Additionally, some packages, such as SPSS Custom Tables automatically round weighted data to whole numbers prior to performing tests.
Multiple comparison corrections
By default, Displayr does not use multiple comparison corrections, whereas Q by default uses the False Discovery Rate Correction (FDR).
Where using repeated measures data particular care should be taken as different program often make different assumptions regarding how they treat the likely occurrence of violations in the normality assumptions.
Upper versus lower case letters in Column Comparisons
Some programs show all results using upper-case letters when performing Column comparisons. Some programs use lowercase to indicate results between 0.05 and 0.1 levels of significance and uppercase for p-Values less than or equal to 0.05. Displayr and Q use lowercase for results less than 0.001 and uppercase for more significant results.

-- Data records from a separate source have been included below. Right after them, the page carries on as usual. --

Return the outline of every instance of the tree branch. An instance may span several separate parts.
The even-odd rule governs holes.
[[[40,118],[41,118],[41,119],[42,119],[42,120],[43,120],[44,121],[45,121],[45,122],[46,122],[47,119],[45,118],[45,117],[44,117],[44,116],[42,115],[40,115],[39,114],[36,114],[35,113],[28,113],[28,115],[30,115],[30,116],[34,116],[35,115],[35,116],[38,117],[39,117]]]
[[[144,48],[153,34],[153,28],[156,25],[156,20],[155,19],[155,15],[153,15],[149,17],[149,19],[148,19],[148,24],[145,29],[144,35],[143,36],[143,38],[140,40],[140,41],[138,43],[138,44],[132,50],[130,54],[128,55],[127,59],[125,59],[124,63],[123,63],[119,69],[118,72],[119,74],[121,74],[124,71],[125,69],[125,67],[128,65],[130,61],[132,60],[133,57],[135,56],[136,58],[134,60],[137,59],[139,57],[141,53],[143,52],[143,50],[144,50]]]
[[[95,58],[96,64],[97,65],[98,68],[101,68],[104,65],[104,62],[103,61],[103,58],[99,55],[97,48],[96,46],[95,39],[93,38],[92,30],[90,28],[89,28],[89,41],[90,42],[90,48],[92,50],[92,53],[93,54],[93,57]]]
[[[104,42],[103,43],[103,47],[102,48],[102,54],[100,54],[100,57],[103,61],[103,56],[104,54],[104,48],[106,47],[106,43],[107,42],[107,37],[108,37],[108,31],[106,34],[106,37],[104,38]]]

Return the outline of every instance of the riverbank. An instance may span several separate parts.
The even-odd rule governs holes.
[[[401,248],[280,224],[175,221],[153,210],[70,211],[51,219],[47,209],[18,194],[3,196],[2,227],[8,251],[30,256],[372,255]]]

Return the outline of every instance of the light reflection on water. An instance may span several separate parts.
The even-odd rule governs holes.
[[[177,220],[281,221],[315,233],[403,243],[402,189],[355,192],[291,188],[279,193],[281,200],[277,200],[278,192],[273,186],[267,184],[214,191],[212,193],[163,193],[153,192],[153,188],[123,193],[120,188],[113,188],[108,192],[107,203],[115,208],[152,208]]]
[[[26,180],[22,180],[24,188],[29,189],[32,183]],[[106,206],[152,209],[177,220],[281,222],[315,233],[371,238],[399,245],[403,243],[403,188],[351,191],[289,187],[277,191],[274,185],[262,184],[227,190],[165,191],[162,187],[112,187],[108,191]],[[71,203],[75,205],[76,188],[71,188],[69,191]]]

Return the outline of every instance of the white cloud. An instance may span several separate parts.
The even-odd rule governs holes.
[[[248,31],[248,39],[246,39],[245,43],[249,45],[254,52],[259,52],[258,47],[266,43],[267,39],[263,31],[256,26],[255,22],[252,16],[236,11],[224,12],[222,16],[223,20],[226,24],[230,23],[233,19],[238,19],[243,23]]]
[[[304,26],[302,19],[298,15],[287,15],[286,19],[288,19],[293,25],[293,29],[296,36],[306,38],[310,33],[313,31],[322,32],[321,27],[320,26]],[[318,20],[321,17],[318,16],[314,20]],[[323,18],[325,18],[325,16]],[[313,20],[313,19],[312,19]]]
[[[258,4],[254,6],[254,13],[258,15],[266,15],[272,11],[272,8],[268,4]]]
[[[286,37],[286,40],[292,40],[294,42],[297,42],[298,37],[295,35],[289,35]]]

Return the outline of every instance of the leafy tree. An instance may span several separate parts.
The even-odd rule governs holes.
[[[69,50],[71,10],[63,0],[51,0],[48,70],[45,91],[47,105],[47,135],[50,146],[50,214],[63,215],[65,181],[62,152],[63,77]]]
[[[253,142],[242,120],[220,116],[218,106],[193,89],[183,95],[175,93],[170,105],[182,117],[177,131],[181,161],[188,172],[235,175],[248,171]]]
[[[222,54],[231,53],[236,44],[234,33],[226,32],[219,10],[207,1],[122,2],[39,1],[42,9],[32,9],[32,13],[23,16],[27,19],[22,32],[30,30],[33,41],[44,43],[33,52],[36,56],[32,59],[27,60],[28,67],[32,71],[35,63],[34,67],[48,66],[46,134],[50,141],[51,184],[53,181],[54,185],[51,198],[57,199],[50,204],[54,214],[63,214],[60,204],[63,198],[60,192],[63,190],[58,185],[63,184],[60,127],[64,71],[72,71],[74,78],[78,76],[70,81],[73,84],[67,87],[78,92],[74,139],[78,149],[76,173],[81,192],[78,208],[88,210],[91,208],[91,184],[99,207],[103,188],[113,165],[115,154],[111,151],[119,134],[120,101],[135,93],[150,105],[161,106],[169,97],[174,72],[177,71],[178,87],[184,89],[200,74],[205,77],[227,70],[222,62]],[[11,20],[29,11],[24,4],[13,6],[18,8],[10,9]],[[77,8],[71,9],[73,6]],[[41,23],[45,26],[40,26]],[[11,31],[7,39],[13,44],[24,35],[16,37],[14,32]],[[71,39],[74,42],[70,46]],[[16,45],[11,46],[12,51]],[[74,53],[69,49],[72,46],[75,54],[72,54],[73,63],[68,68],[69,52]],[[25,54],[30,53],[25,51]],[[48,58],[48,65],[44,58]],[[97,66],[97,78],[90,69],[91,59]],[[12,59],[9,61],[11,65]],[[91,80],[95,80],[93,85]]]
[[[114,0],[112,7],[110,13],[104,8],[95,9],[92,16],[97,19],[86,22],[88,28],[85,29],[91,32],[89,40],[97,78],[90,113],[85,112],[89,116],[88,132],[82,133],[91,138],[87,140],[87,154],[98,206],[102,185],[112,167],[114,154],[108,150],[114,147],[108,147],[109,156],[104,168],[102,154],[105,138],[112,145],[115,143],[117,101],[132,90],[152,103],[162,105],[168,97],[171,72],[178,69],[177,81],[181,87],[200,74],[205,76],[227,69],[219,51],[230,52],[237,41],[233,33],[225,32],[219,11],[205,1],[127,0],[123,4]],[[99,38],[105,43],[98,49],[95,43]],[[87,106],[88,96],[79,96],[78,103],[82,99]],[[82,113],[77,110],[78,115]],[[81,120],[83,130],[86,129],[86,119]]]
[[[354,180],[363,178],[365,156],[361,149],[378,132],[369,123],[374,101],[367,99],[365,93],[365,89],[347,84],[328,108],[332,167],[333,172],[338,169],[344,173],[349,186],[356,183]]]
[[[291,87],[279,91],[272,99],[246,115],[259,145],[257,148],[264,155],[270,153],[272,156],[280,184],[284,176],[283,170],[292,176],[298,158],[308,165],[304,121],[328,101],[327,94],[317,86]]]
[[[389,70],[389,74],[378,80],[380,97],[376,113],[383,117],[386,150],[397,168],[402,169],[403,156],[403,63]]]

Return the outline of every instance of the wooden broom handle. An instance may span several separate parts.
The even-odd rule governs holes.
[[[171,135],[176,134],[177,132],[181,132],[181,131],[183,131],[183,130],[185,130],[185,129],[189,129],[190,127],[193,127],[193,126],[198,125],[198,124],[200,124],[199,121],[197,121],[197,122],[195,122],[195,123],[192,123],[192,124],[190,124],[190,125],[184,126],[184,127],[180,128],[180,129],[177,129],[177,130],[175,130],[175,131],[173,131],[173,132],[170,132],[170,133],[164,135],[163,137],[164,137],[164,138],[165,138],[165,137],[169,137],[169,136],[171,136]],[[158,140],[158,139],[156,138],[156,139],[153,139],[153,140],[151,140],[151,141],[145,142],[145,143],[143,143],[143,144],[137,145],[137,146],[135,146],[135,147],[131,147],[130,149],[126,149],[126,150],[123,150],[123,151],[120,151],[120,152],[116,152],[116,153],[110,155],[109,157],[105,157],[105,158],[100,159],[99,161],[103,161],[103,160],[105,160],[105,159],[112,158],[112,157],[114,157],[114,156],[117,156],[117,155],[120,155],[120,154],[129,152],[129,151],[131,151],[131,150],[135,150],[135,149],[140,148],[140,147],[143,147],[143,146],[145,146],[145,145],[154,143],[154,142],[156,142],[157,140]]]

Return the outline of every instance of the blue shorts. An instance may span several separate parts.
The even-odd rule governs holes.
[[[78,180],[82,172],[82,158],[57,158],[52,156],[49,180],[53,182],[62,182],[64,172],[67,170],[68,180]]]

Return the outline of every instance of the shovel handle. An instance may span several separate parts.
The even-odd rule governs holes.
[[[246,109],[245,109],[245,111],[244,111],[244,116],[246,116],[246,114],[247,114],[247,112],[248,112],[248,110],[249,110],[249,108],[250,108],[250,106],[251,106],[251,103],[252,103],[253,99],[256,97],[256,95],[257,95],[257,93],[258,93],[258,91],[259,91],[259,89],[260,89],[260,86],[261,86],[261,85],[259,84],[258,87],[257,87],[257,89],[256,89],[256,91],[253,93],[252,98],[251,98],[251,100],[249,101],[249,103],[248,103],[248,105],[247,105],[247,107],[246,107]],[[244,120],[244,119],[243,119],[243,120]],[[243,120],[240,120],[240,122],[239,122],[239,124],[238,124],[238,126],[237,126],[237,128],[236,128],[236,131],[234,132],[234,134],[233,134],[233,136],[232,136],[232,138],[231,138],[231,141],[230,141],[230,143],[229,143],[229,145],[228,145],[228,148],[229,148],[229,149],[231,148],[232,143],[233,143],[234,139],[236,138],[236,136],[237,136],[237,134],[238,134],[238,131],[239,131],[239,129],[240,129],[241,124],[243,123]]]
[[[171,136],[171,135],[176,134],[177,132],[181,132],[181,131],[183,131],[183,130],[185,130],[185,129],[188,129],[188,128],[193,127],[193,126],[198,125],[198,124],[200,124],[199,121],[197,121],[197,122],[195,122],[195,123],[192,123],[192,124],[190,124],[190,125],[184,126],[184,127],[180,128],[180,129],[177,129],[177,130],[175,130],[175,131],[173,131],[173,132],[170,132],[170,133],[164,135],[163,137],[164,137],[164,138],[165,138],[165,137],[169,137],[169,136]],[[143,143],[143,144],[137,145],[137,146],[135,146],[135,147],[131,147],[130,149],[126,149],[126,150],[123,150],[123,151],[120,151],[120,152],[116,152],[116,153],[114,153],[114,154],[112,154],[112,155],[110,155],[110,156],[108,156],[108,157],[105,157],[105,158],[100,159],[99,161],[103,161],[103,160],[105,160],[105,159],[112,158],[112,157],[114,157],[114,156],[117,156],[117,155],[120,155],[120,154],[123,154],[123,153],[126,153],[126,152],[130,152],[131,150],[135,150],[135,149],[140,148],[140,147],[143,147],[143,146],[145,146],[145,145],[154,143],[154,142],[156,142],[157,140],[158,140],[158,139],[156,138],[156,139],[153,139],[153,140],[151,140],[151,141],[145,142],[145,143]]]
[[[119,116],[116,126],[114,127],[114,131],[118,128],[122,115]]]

Displayr uses Corrected p when determining whether to assign letters or not and whether these letters are UPPERCASE or lowercase. This is the same as p, unless the false discovery rate correction has been applied.
Treatment of 0% and 100%
Some programs do not compute significance when performing comparisons involving either 0% or 100% (e.g., SPSS Custom Tables).
Sometimes differences between the results of different programs are caused by bugs. If you suspect a bug, please contact us!
Obtaining assistance from Displayr to reconcile differences
If you require assistance in reconciling results obtained in DIsplayr with those obtained in other programs, please:
- Review this page and check that the issue is not described here.
- Send an email to firstname.lastname@example.org containing the following:
- A link to the page in your document.
- If using proprietary or internally-developed software, the actual algorithms used in the testing (i.e., the code). If these are not available, detailed formulas are needed. Please note that short descriptions such as "t-tests were used" or "chi-square tests were used" are not useful, as there are dozens of such tests, and there are no standard versions of these tests (e.g., the tests in introductory statistics books and on Wikipedia are rarely used in commercial software). Similarly, descriptions written in non-technical language, such as descriptions referring to things like the "average" or the "total" are too ambiguous to be useful, or,
- If using well-known commercial software:
- The name of the application used to conduct the testing (e.g., SPSS Version 12).
- Information about any specific tests/options selected in the program. That is, either the scripts used to conduct the testing, or, screenshots of the options selected if using a program with a graphical user interface.
- Information from the program's technical manual about how the test are computed, which includes either the specific formulas used, or, references to formulas in books or journals.
- Detailed technical outputs provided by the other program. That is, most data analysis programs will contain options to export various information used in the calculation of significant results. For example, Quantum exports a tstat.dmp file. Please note that providing us with one or two crosstabs and noting inconsistencies in terms of what is marked as statistically significant does not constitute a detailed technical output. A detailed technical output needs to contain one or more of z, t or p statistics/values.
- Tables created by the other program.
- A list of a few specific examples explaining the differences. E.g., "On table 1 from the Quantum outputs you can see that it shows the 18 to 24s are significantly lower in their preference for Coke, but Q is not showing this."